The new findings will be shared this evening at a company event being held during the American Thoracic Society 2019 International Conference(ATS 2019) in Dallas.

"Determining whether lung nodules are benign or cancerous is often difficult, which can lead to unnecessary invasive procedures and treatment delays," said Giulia C. Kennedy, Ph.D., chief scientific and medical officer of Veracyte. "With its ability to both down-classify and up-classify patients with inconclusive lung nodules, the Percepta GSC should help physicians avoid invasive biopsies in patients who are at low risk of lung cancer, while helping to guide intervention steps for those at high risk."

The Percepta GSC utilizes novel "field of injury" science – which identifies genomic changes associated with lung cancer in current or former smokers using a simple brushing of the person’s airway. The test is also Veracyte’s third clinical classifier to be developed on the company’s novel RNA whole-transcriptome sequencing and machine learning platform. Veracyte plans to begin making the Percepta GSC available to physicians by the middle of 2019.
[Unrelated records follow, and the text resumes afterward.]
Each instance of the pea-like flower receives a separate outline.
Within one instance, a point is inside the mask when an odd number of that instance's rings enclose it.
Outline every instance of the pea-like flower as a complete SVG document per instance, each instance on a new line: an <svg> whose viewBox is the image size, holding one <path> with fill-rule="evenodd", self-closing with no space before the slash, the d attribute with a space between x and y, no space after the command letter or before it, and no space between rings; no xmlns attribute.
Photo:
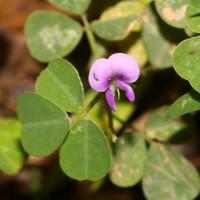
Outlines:
<svg viewBox="0 0 200 200"><path fill-rule="evenodd" d="M115 92L119 89L126 92L129 101L135 100L131 83L140 75L137 62L129 55L116 53L108 59L96 60L89 73L90 86L97 92L106 92L106 99L110 108L117 111L115 106ZM119 97L119 96L118 96Z"/></svg>

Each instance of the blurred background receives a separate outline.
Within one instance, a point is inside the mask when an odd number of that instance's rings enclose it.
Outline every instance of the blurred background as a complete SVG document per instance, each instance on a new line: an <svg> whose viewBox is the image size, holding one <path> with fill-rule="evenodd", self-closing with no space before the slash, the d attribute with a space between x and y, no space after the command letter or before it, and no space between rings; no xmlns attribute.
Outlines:
<svg viewBox="0 0 200 200"><path fill-rule="evenodd" d="M99 4L101 4L100 1ZM41 9L55 10L56 8L44 0L0 0L0 120L17 117L17 97L24 91L34 90L36 77L46 66L30 55L23 34L26 18L33 11ZM99 9L101 8L99 7ZM99 12L100 10L91 16L98 16ZM73 55L69 56L69 60L75 61L77 55L79 58L85 58L85 62L89 59L90 50L84 38ZM79 65L77 64L77 66ZM178 82L176 82L177 79ZM148 111L155 105L173 102L189 88L189 85L180 80L173 69L156 72L152 80L150 84L152 91L141 99L140 105L143 106L139 106L141 110L137 112L138 116L144 113L144 110ZM166 97L171 85L174 85L173 91L170 91L167 100L163 99L163 92ZM177 88L179 89L177 90ZM148 89L146 90L148 91ZM159 94L158 91L160 91ZM151 100L147 103L147 99ZM143 116L145 115L138 117L138 125L143 123ZM198 124L199 116L196 115L195 119ZM198 141L199 137L196 135L188 144L176 147L197 168L200 167ZM55 152L47 158L29 157L26 165L17 175L8 176L0 171L0 200L145 199L140 184L125 189L114 186L108 179L95 183L74 181L62 173L58 163L58 155Z"/></svg>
"We are excited to unveil our Percepta GSC, which we believe will improve diagnosis and treatment decisions for patients undergoing evaluation for lung cancer," said Bonnie Anderson, Veracyte’s chairman and chief executive officer. "Additionally, we believe that moving the Percepta classifier to our RNA whole-transcriptome sequencing platform – together with our Afirma and Envisia classifiers – will provide operational efficiencies and a robust foundation for continued innovation. This includes our development of the first nasal swab test for early lung cancer detection."

Lung cancer is the leading cause of cancer deaths worldwide. In the United States, lung cancer causes more than 154,000 deaths each year – more than the next three most prevalent cancers combined. Because lung cancer is difficult to diagnose before it has metastasized, only 16 percent of cases are detected at an early stage, when the disease is more treatable. Lung cancer’s five-year survival rate is only 18 percent, much lower than that of other common cancers. Approximately 80 percent of lung cancer deaths are caused by smoking. Veracyte estimates that approximately 350,000 bronchoscopies are currently performed each year to evaluate suspicious lung nodules for cancer and that up to 70 percent of these produce inconclusive results.

Also during the ATS 2019 conference, Kevin Flaherty, M.D., of the University of Michigan Health System, will present clinical utility data demonstrating that Veracyte’s Envisia Genomic Classifier improves diagnosis of idiopathic pulmonary fibrosis (Session D12, Abstract A5837). These data were published online in The Lancet Respiratory Medicine on April 1, 2019.